1950s: Jeans for Leisure Wear
Jeans evolved from being work clothes to leisure wear in the 1950’s. The model’s gaze is still away from the camera, but this time she’s facing the viewer. This jeans ad seems to make a case for her “right” to wear blue jeans — at least, when she’s packing a picnic lunch.
1960s: Jeans Advertising Targets Youth
In the 1960s, denim brands started advertising to the new youth culture. Wrangler Jeans introduces their new Avondale fabric into their women’s jeans collection, a polyester/cotton blend designed to stay smooth, eliminating the need for ironing. Clearly, men are supposed to enjoy the smoothness, too, in this ad from 1964.
1970s: Jeans Go Counter Culture
As the youth movement creates a revolution in pop culture, some denim designers seize the opportunity to attract attention by creating controversy, as in this 1971 campaign by Jesus Jeans. The company didn’t last for long, but their jeans advertising — created by Oliviero Toscani, who would later generate shock value in his campaigns for United Colors of Benetton — left a memorable impression.
1970s: Jeans as Americana
Some denim brands stayed true to their classic roots in the 1970’s. In this 1978 campaign, Lee Jeans makes an appeal to Americans craving a return to wholesome American values — note the return of the picnic basket, and the retro Prince Charming set-up. This is also a great example of how people used to wear double denim.

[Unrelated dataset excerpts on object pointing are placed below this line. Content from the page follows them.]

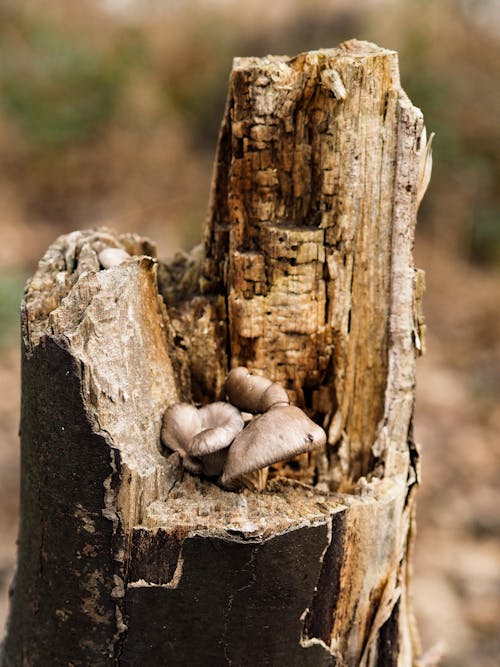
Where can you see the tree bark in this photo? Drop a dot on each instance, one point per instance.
(305, 274)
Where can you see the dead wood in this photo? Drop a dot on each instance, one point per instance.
(305, 274)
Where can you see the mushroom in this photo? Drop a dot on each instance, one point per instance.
(281, 433)
(253, 393)
(201, 436)
(110, 257)
(181, 422)
(220, 424)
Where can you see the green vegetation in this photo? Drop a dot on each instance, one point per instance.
(11, 291)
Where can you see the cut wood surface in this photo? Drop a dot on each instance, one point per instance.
(305, 275)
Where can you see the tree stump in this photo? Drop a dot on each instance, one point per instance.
(305, 274)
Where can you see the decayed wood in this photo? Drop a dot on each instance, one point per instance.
(305, 274)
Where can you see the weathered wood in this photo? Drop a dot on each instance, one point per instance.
(305, 274)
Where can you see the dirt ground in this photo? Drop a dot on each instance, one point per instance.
(457, 559)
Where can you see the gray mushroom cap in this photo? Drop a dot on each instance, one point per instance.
(277, 435)
(181, 422)
(220, 424)
(110, 257)
(253, 393)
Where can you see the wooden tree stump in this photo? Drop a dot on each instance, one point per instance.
(305, 274)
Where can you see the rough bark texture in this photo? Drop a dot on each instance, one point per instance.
(305, 274)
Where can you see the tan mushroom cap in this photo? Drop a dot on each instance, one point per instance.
(253, 393)
(220, 424)
(277, 435)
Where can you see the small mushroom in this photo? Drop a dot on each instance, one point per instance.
(277, 435)
(181, 422)
(220, 424)
(253, 393)
(110, 257)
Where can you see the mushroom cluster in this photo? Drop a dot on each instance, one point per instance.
(236, 440)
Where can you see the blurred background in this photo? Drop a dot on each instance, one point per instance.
(109, 113)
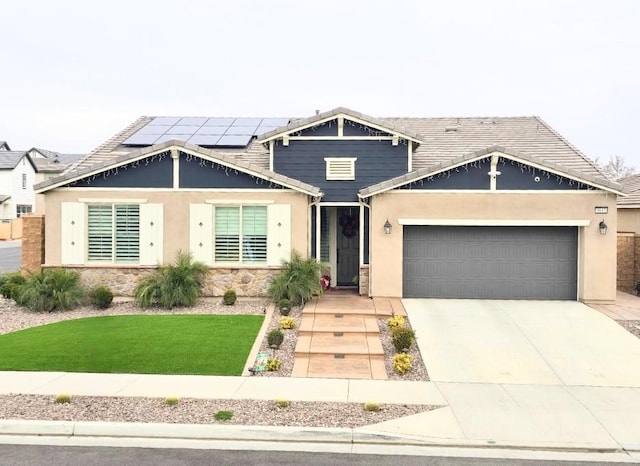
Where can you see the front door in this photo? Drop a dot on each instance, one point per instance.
(347, 241)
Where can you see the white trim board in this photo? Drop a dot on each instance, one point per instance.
(494, 222)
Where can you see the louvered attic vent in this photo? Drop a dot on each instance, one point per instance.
(341, 168)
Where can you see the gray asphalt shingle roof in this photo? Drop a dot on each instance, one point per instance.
(441, 140)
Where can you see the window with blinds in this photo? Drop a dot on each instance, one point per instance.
(241, 234)
(113, 233)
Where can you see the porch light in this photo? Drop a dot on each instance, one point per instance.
(387, 227)
(603, 227)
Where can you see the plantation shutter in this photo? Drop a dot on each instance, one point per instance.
(227, 230)
(127, 233)
(151, 234)
(73, 230)
(100, 233)
(278, 233)
(254, 234)
(201, 232)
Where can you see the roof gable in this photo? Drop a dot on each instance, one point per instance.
(480, 158)
(161, 151)
(339, 114)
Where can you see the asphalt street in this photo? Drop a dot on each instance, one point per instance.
(36, 455)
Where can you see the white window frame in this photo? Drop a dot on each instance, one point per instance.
(241, 260)
(113, 259)
(340, 168)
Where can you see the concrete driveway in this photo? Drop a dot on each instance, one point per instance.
(523, 342)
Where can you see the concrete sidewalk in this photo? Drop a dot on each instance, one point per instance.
(549, 417)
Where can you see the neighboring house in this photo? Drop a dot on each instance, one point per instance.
(629, 234)
(17, 176)
(500, 208)
(19, 171)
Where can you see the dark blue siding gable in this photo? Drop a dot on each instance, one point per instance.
(152, 172)
(376, 161)
(349, 128)
(471, 176)
(196, 172)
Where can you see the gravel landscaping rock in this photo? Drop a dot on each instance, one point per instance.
(198, 411)
(632, 326)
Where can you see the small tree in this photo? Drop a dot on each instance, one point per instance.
(298, 280)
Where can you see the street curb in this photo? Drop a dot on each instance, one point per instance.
(285, 434)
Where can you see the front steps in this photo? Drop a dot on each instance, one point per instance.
(339, 337)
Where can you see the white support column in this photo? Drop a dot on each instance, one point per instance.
(175, 155)
(271, 155)
(493, 174)
(361, 238)
(318, 232)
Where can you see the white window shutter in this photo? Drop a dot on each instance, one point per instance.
(201, 232)
(73, 233)
(151, 234)
(278, 233)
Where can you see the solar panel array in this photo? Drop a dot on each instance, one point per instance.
(203, 131)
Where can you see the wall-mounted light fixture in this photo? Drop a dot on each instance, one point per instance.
(603, 227)
(387, 227)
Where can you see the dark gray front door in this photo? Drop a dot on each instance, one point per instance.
(490, 262)
(347, 244)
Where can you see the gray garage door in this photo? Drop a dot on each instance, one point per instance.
(490, 262)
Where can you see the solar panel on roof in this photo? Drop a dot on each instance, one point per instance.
(255, 122)
(204, 139)
(277, 122)
(218, 121)
(168, 137)
(180, 129)
(234, 141)
(141, 139)
(211, 130)
(264, 129)
(193, 121)
(241, 130)
(164, 121)
(151, 129)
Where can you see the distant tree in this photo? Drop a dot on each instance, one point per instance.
(616, 168)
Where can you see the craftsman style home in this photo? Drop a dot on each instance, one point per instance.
(494, 208)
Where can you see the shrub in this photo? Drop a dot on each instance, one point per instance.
(62, 398)
(171, 401)
(275, 338)
(229, 298)
(284, 306)
(11, 285)
(179, 284)
(402, 338)
(281, 403)
(298, 280)
(402, 363)
(287, 323)
(273, 365)
(101, 297)
(223, 415)
(373, 406)
(51, 290)
(395, 322)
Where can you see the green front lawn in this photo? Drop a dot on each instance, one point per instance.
(144, 344)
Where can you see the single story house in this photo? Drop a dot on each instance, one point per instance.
(494, 208)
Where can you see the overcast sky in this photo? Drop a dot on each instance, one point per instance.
(76, 72)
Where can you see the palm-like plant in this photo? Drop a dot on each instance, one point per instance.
(51, 290)
(179, 284)
(298, 280)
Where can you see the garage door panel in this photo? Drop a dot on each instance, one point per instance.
(490, 262)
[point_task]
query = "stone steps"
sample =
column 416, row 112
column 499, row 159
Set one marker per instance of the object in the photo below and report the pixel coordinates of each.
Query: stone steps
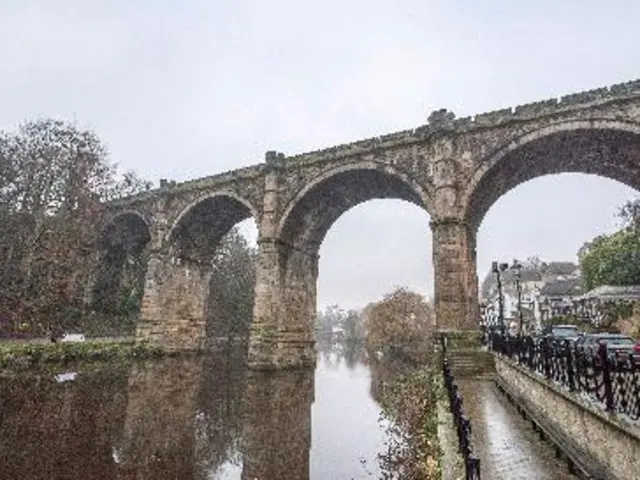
column 471, row 363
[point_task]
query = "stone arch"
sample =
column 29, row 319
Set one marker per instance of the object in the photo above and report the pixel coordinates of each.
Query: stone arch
column 229, row 195
column 306, row 219
column 607, row 148
column 118, row 282
column 194, row 240
column 346, row 186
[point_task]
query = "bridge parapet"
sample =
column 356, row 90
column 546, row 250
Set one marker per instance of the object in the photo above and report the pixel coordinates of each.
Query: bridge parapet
column 589, row 414
column 438, row 124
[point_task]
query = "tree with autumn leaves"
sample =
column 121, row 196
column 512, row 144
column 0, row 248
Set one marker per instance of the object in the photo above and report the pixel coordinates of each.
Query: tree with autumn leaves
column 400, row 325
column 614, row 259
column 54, row 181
column 54, row 178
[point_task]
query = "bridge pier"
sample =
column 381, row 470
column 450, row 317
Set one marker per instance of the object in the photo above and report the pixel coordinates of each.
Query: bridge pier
column 281, row 334
column 172, row 313
column 456, row 284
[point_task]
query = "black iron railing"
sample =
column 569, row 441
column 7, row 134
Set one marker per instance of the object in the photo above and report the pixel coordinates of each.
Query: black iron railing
column 605, row 376
column 461, row 422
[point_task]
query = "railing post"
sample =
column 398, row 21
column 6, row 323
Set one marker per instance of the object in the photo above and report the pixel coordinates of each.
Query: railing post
column 606, row 376
column 568, row 350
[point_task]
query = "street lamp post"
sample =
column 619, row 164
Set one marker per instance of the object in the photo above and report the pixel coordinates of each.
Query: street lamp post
column 517, row 269
column 498, row 268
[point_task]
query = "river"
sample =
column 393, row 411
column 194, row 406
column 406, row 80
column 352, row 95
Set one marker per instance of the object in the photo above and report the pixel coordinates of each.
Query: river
column 204, row 417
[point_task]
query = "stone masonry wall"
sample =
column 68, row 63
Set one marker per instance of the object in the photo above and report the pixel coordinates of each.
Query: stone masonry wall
column 603, row 436
column 455, row 169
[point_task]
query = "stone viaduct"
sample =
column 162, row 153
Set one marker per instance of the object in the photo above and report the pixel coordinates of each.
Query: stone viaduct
column 455, row 169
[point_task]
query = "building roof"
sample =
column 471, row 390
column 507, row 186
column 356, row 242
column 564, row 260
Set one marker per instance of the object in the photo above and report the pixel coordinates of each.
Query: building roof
column 559, row 268
column 611, row 292
column 571, row 286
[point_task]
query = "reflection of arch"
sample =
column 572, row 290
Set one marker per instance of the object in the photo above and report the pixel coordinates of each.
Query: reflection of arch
column 602, row 147
column 315, row 207
column 119, row 276
column 128, row 229
column 223, row 194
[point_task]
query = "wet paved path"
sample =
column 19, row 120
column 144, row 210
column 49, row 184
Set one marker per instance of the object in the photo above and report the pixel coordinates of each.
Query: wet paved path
column 508, row 447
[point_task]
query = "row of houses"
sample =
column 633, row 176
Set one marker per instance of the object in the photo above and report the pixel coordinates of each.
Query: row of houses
column 548, row 290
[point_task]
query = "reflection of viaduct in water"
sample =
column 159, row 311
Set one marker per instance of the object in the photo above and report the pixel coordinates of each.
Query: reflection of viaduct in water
column 183, row 417
column 159, row 427
column 186, row 419
column 62, row 431
column 277, row 433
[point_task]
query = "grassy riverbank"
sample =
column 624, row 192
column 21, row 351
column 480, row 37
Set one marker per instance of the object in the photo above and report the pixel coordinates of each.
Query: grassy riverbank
column 17, row 355
column 409, row 401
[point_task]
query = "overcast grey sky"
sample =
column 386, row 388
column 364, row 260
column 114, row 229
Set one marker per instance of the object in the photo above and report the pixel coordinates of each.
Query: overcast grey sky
column 187, row 89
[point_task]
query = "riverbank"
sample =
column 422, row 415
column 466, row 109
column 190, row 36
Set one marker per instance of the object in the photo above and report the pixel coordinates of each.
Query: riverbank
column 20, row 355
column 409, row 400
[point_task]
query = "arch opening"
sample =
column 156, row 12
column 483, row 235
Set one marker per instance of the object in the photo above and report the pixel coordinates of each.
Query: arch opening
column 568, row 186
column 612, row 153
column 122, row 264
column 218, row 233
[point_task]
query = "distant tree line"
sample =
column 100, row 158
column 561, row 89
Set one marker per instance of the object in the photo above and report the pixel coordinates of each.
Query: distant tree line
column 54, row 178
column 54, row 181
column 398, row 326
column 614, row 259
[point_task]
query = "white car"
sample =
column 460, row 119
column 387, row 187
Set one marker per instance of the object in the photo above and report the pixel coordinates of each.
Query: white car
column 72, row 337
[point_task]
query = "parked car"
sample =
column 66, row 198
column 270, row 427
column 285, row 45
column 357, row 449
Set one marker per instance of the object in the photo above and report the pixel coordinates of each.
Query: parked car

1980s: Brooke Shields for Calvin Klein
In 1980, the Calvin Klein jeans company launched its famously provocative advertising campaign, featuring 14-year old Brooke Shields. The TV commercial had her saying, “You want to know what comes between me and my Calvins? Nothing.” Calvin Klein went on to become one of the hottest designer jeans brands of the decade.
1980s: Jordache Jeans
Jordache Jeans were massively popular in the 1980’s. The brand was popular with disco-goers for its tight-fitting jeans that showed off the wearer’s backside, with distinctive embroidery on the back pockets. This ad injects the brand’s signature smug sexuality into a classic Western scene.
1980s: Back to Basics
This Levi’s jeans campaign from 1983 seems to react against the excesses of the decade. It makes an emotional appeal for the “timeless, dependable, uncomplicated” qualities of the Levi’s 505 jean. If you ever wondered when mom jeans first appeared, wonder no more.
1990s: Bombshell Jeans
A Marilyn Monroe-styled Anna Nicole Smith busts out as the new Guess Jeans model in the early 1990s, in a series of ads that ignites sales for the company.
1990s: Sex Sells
Sexy Italian couture brand Versace launches a designer jeans collection, with a series of ads featuring various pairs of bombshell female fashion models posed in compromising — and often acrobatically impressive — combinations. Here, Nadia Auermann and Claudia Schiffer show off impossibly long legs.
Waif chic (also called heroin chic) invades denim advertising, as Calvin Klein features an impossibly skinny (and often naked) Kate Moss in a series of sexually provocative ads for his designer denim line.
2000s: Vintage Attitude
Supermodel Gisele Bundchen poses in this 2009 ad for the True Religion Jeans Vintage line, which combines sensuality with major, bohemian chic attitude.
2010s: Curve Conscious
Levi’s responds to the growing consumer desire for customization, as well as a growing plus-sized market, by creating its Curve ID line of body shaping jeans “based on shape, not size.”
2010s: British Cool
Genetically engineered model Georgia May Jagger (spawn of Rolling Stone Mick Jagger and supermodel Jerry Hall) gives gap-toothed, Union Jack-clad attitude in this recent rocker-cool, Euro-chic advertising campaign for Hudson Jeans.